After which the man twitted with turning his coat, turned his back upon the place where he had been so ungraciously received, going off to more agreeable quarters.
“Now, gentlemen!” said the gaoler, stepping up to the door of the cell, “Por las zancas!”
Chapter Eighteen.
Tyrant and Tool.
El Excellentissimo Illustrissimo General Don José Antonio Lopez de Santa Anna.
Such the twice sesquipedalian name and title of him who at this time wielded the destinies of Mexico. For more than a quarter of a century this man had been the curse of the young Republic—its direst, deadliest bane. For although his rule was not continuous, its evil effects were. Unfortunately, the demoralisation brought about by despotism extends beyond the reign or life of the despot; and Santa Anna had so debased the Mexican people, both socially and politically, as to render them unfitted for almost any form of constitutional government. They had become incapable of distinguishing between the friends of freedom and its foes; and in the intervals of Liberal administration, because the Millennium did not immediately show itself, and make all rich, prosperous, and happy, they leaped to the conclusion that its failure was due to the existing régime, making no account or allowance for the still uncicatrised wounds of the body politic being the work of his wicked predecessor.
This ignorance of political cause and effect is, alas! not alone confined to Mexico. There is enough of it in England, too, as in every other nation. But in the earlier days of the Mexican Republic, the baneful weed flourished with unusual vigour and rankness—to the benefit of Antonio Lopez de Santa Anna, and the blight of his country.

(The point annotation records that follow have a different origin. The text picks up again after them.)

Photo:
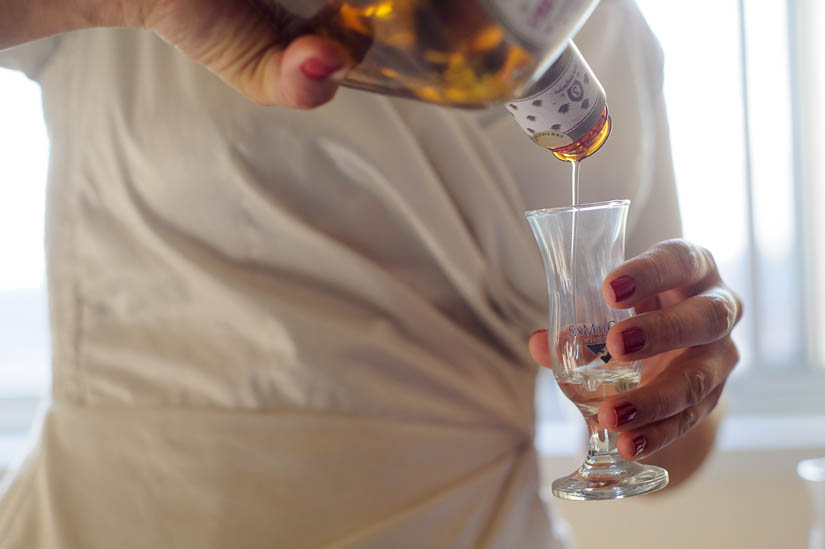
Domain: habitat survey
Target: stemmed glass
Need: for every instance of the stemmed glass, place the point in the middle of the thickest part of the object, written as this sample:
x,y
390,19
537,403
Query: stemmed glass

Deposed and banished so many times that their number is not easily remembered, he was ever brought back again—to the wonder of people then, and the puzzle of historians yet. The explanation, however, is simple enough. He reigned through corruption that he had himself been instrumental in creating; through militarism and an abominable Chauvinism—this last as effective an instrument as the oppressor can wield. Divide et impera is a maxim of despotic state-craft, old as despotism itself; “flatter and rule” is a method equally sure, and such Santa Anna practised to its full. He let pass no opportunity of flattering the national vanity, which brought the Mexican nation to shame, with much humiliation—as the French at a later period, and as it must every people that aims at no higher standard of honour than what may be derived from self-adulation.
At the time I am writing of, the chief of the Mexican Republic was aiming at “Imperium”—eagerly straining for it. Its substance he already had, the “Libertas” having been long since eliminated from his system of government, and trodden under foot. But the title he had not acquired yet. He yearned to wear the purple, and be styled “Imperador,” and in order to prepare his subjects for the change, already kept a sort of Imperial court, surrounding it with grand ceremonials. As a matter of course, these partook of a military character, being himself not only political head of the State, but commander-in-chief of its armies. As a consequence, Palacio, his official residence was beset with soldier-guards, officers in gorgeous uniforms loitering about the gates, or going out and in, and in the Plaza Grande at all times exhibiting the spectacle of a veritable Champ de Mars. No one passing through the Mexican metropolis at this period would have supposed it the chief city of a Republic.